The article notes that over the past years, Western countries have begun to impose sanctions in solidarity with the emerging movement calling for democracy. Meanwhile, a Beijing-backed communist rebellion collapsed in the northeast, making trade with China possible for the first time in decades, with Burmese capitalism linked to the giant industrial revolution in neighboring China.
In 2008, a hurricane killed 140,000 people. The people’s lack of land ownership, the cyclone and other environmental hazards related to climate change exacerbated the phenomenon of migration from the west to the east of the country, from the ethnic Burmese lowlands to the capital Yangon and the highlands inhabited by minorities, and from everywhere in the country to Thailand where about 3 to the 4 million unskilled workers of Myanmar today.
In the face of that migration, the ethnic demographic structure in Myanmar was mixed with the nabeel, to separate the identity from the place. Ethnic nationalism had no ideological opponents. In the 1990s, army commanders changed the name Burma, which has been used by Europeans since the 16th century and includes the area around the Irrawaddy Valley, to Myanmar, a name with an ethnic characteristic associated with the majority of the Burmese-speaking population.

In the midst of these political tensions, the economy has reached a critical point, the “Covid-19” outbreak has made matters worse, and the authorities’ response was weak at best, as they did not provide actual monetary support to the most affected groups.

Economy Explosion
The author of the article goes on to confirm that the internal explosion of the economy is what will turn Myanmar into a failed state, and gives examples with numbers to demonstrate this.
He added that the people who suffer the most from the economic and health deterioration in Myanmar are always the landless villagers, the farmers living in the highlands, the migrant workers, the Muslim Rohingya, the people from South Asian countries and the internally displaced.

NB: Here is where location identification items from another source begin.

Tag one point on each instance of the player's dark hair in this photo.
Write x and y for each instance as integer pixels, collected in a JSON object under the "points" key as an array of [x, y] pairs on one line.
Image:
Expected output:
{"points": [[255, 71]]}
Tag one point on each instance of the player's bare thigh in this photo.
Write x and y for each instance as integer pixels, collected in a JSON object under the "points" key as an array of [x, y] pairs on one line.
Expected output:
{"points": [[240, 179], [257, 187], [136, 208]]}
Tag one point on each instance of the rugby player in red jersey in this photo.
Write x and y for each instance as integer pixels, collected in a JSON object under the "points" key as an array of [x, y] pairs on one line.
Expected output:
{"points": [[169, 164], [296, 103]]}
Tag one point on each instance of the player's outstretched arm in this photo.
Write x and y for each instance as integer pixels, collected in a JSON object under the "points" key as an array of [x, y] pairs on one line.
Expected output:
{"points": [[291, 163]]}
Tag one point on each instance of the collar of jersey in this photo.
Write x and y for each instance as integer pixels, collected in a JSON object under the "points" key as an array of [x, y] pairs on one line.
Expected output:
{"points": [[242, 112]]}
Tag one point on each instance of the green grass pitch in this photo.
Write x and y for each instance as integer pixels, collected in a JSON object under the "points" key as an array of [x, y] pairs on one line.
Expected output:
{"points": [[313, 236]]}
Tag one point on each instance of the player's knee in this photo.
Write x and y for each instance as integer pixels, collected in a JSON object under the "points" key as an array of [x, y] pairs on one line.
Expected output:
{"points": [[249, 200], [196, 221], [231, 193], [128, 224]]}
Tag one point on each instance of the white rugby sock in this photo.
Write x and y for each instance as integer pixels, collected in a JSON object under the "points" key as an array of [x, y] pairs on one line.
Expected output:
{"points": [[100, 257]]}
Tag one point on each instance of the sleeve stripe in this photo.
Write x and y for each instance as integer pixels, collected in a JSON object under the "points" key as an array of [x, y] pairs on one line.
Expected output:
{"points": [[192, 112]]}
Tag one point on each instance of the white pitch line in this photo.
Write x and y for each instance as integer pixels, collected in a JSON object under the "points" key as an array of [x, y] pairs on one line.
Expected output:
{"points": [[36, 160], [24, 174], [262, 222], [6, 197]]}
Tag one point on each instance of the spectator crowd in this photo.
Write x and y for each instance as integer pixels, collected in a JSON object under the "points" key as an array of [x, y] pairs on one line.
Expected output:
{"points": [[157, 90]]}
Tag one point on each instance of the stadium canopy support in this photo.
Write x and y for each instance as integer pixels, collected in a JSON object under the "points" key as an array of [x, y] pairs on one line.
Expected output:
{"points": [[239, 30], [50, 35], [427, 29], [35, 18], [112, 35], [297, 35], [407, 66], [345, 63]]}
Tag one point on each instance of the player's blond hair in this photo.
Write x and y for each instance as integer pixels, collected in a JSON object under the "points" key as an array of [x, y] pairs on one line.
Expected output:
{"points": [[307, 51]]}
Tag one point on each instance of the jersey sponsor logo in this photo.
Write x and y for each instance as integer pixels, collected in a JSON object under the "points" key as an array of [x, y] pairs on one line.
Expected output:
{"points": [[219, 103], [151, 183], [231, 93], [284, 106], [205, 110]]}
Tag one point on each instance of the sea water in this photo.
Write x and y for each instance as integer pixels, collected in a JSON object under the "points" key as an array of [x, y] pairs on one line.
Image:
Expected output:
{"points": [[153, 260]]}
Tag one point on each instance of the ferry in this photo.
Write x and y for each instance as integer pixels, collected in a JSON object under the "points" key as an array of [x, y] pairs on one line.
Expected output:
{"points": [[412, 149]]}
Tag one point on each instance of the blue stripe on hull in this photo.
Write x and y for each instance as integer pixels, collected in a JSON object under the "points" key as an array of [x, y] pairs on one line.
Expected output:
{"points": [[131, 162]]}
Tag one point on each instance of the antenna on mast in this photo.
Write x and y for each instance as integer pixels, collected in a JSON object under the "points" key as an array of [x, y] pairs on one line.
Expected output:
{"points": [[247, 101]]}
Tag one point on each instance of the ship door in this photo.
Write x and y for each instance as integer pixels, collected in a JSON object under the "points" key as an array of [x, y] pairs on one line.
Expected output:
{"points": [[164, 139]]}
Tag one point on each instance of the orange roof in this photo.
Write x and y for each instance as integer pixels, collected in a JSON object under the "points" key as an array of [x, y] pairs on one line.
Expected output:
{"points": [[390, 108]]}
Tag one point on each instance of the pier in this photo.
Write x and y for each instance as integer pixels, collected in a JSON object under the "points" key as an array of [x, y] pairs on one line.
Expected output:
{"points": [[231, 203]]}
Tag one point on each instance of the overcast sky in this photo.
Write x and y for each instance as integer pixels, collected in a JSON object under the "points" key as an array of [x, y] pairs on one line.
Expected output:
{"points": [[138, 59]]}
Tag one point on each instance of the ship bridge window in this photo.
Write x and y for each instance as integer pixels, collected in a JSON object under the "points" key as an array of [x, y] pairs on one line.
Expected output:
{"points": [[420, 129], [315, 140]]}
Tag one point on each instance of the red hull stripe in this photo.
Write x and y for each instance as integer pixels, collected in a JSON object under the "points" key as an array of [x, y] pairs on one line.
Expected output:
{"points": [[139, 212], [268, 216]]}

In his article, the historian concludes by claiming that the crisis that is narrowing its episodes may be an opportunity to bring about fundamental change, noting that the current efforts of elected parliamentarians, civil society organizations and protest networks across the country, aimed at breaking down ethnic differences represent a radical transformation that the democratic authority could not achieve during the decade the missed.
Thant believes that there is no “magic bullet” or one set of policies capable of resolving the crisis in Myanmar, because it was a crisis that was not the product of the February military coup, but rather the result of decades of failure to build a state and economy, and a society characterized by injustice in the eyes of many.